Arte urbano, arte herido
Eso que se da en llamar "arte público" —arte que ha aceptado renunciar al museo o la galería— sabe que, colocado a la intemperie, va a conocer el valor radical de lo que implica haber sido literalmente expuesta, no sólo en el sentido de exhibida, sino también en el de puesta en peligro. Al modificar su forma de inscripción y visibilidad, la obra de arte asume el riesgo de conseguir lo que busca, que es llamar la atención, atraer a alguien que no es un mero espectador, un amante pasivo, sino un actor en condiciones de completar un trabajo de creación que se supone abierto. La obra de arte está ahí, pública, es decir accesible a todos, potencialmente sometida a interpelaciones que pueden llegar en consistir en eso que suele calificarse como "vandalismo". Pero, ¿acaso, en ese caso extremo, no será esa violencia una manera de completar la propia obra del artista y de convertirla en auténticamente pública, auténticamente urbana?
Tomemos un ejemplo radical de ello. El 10 de junio de 1995, en Medellín, una bomba atentó contra una fiesta por la paz que se desarrollaba en el Parque de San Antonio, en el centro de la ciudad, junto a la Avenida Oriental, al lado de la iglesia de San Antonio de Padua. En el atentado murieron 23 personas y 200 resultaron heridas. A pesar de ello, el escenario de aquel horror fue de nuevo reconquistado por los usos populares y acabó constituyéndose en marco para conciertos gratuitos y lugar de destino de todo tipo de público, desde clases medias que acudían a comprar a los cercanos almacenes a gente humilde que bajaba a pasear por el centro desde las comunas del norte de la ciudad. Los domingos por la tarde es todavía lugar de reunión de la población negra procedente del Chocó y del Urabá antioqueño.

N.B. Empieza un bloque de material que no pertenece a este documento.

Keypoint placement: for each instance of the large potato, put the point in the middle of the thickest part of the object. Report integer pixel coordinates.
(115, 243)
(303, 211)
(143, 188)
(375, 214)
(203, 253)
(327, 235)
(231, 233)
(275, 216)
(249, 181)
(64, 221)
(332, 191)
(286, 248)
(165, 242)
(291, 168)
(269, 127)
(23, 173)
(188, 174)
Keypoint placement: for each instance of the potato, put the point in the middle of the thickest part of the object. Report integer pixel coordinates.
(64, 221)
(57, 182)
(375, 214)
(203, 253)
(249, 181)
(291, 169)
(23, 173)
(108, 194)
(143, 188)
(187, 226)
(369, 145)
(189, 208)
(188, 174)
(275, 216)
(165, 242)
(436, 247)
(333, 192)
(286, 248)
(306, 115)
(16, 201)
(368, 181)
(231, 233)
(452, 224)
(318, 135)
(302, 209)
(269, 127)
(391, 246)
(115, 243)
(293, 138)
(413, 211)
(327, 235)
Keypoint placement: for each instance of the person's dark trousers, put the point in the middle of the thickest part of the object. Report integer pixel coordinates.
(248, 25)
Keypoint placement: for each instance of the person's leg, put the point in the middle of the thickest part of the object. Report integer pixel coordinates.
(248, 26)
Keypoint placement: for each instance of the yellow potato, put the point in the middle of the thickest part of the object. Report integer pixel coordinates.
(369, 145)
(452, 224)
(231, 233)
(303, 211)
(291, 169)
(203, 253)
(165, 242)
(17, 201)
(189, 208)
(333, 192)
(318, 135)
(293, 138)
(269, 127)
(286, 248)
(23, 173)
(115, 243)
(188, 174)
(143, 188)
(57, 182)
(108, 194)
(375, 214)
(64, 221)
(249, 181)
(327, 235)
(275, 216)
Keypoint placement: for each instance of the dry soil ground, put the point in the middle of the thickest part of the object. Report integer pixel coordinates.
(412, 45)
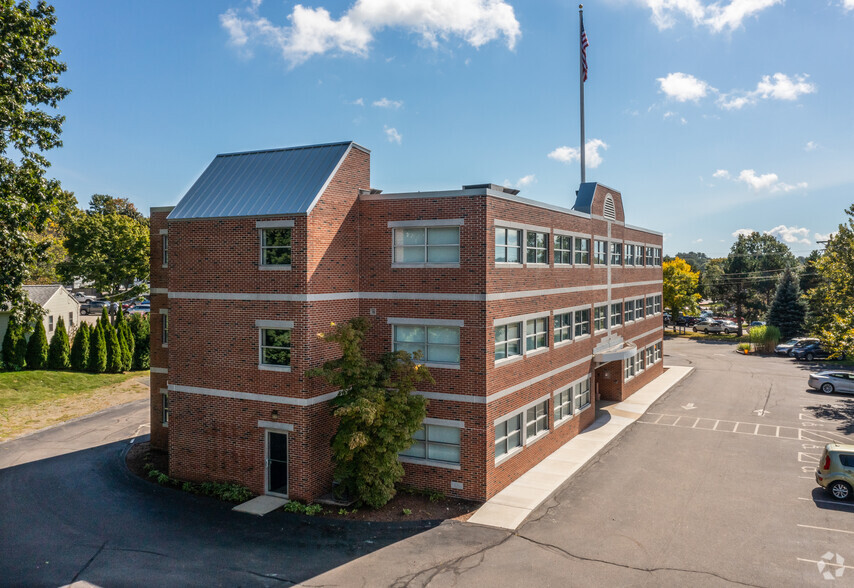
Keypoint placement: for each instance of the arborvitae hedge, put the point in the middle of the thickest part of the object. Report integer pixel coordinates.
(80, 349)
(58, 356)
(37, 348)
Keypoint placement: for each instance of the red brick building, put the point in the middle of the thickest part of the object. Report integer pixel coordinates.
(526, 313)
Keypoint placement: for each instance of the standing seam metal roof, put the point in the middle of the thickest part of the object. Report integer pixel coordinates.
(258, 183)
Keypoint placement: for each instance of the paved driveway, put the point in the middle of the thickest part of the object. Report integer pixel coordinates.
(70, 510)
(713, 487)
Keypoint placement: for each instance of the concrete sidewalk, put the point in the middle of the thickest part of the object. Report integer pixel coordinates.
(510, 507)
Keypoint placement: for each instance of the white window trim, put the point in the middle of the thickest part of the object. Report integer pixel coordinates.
(524, 432)
(264, 324)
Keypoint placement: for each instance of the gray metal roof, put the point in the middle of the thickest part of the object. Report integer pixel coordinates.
(258, 183)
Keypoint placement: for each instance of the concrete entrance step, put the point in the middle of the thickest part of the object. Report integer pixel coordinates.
(261, 505)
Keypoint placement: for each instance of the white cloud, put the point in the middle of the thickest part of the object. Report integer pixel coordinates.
(683, 87)
(714, 15)
(592, 156)
(392, 135)
(313, 31)
(776, 87)
(386, 103)
(790, 234)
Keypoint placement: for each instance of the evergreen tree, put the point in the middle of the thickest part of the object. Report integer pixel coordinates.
(80, 349)
(58, 355)
(141, 330)
(37, 348)
(97, 350)
(114, 349)
(788, 311)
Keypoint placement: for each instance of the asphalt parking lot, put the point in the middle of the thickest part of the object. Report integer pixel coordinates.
(712, 487)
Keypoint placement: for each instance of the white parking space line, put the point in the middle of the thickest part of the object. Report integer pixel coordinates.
(827, 529)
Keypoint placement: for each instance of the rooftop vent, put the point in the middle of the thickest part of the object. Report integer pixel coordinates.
(609, 211)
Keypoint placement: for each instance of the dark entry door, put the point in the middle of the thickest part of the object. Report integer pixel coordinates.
(277, 463)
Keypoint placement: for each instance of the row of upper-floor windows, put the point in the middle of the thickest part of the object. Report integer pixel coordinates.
(440, 245)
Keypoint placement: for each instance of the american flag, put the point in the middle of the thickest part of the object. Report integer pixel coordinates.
(584, 45)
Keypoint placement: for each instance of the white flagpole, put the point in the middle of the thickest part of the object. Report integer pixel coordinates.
(581, 83)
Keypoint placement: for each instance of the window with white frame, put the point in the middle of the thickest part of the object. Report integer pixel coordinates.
(563, 404)
(638, 309)
(616, 314)
(582, 251)
(600, 318)
(563, 249)
(276, 347)
(435, 443)
(508, 342)
(628, 311)
(164, 410)
(537, 419)
(582, 394)
(630, 254)
(563, 327)
(508, 435)
(427, 245)
(630, 367)
(536, 334)
(437, 344)
(537, 247)
(616, 254)
(582, 322)
(600, 252)
(508, 245)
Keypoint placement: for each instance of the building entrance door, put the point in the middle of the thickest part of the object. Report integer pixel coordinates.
(277, 463)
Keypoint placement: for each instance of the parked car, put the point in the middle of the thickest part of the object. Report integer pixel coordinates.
(708, 326)
(788, 348)
(832, 381)
(94, 306)
(811, 352)
(835, 471)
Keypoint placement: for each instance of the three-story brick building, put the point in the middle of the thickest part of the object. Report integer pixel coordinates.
(525, 313)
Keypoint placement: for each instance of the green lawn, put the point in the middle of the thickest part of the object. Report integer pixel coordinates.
(22, 389)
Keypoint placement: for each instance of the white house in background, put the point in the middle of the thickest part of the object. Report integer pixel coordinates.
(56, 302)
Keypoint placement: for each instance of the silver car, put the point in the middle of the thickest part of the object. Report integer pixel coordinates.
(833, 381)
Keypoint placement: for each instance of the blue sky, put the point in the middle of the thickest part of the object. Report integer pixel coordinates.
(710, 118)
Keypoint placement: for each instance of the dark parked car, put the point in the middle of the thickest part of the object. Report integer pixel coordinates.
(94, 306)
(811, 352)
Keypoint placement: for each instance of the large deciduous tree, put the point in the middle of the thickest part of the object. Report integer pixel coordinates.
(29, 91)
(680, 287)
(377, 413)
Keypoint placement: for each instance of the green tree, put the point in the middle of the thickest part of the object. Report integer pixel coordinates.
(831, 302)
(80, 349)
(29, 76)
(97, 361)
(141, 330)
(59, 351)
(376, 411)
(788, 311)
(37, 348)
(109, 250)
(680, 288)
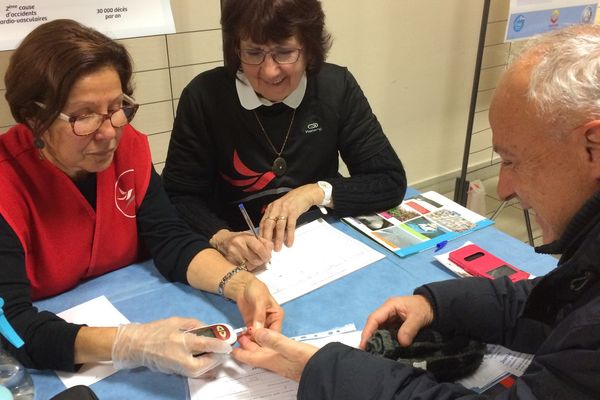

El artefacto fue colocado junto a una estatua en bronce de Fernando Botero, Pájaro, que quedó gravemente dañada por la explosión. Se suscitó un debate a propósito de cual debía ser la suerte de la obra semidestruida, si debía permanecer allí como cicatriz de una ciudad atormentada o si cabía sustituirla por un duplicado que el propio artista había preparado. Por fin se decidió adoptar las dos decisiones: se instaló la nueva escultura justo al lado de la destrozada, que fue mantenida en su lugar original. La afectada por la explosión pasó a titularse Pájaro herido y la nueva versión Pájaro de la Paz. Contemplando, una junto a la otra, uno se pregunta si, de las dos, es la medio destrozada, la que testimonio de dolor y de muerte, la que merece ser reconocida, como escribiera Jairo Montoya, en tanto que “marca evidente de un espacio público ciudadano, en un símbolo urbano verdadero”.
En marzo de 2009, las dos esculturas fueron trasladadas al interior de un centro de convenciones. Las autoridades habían decidido que era mejor olvidar.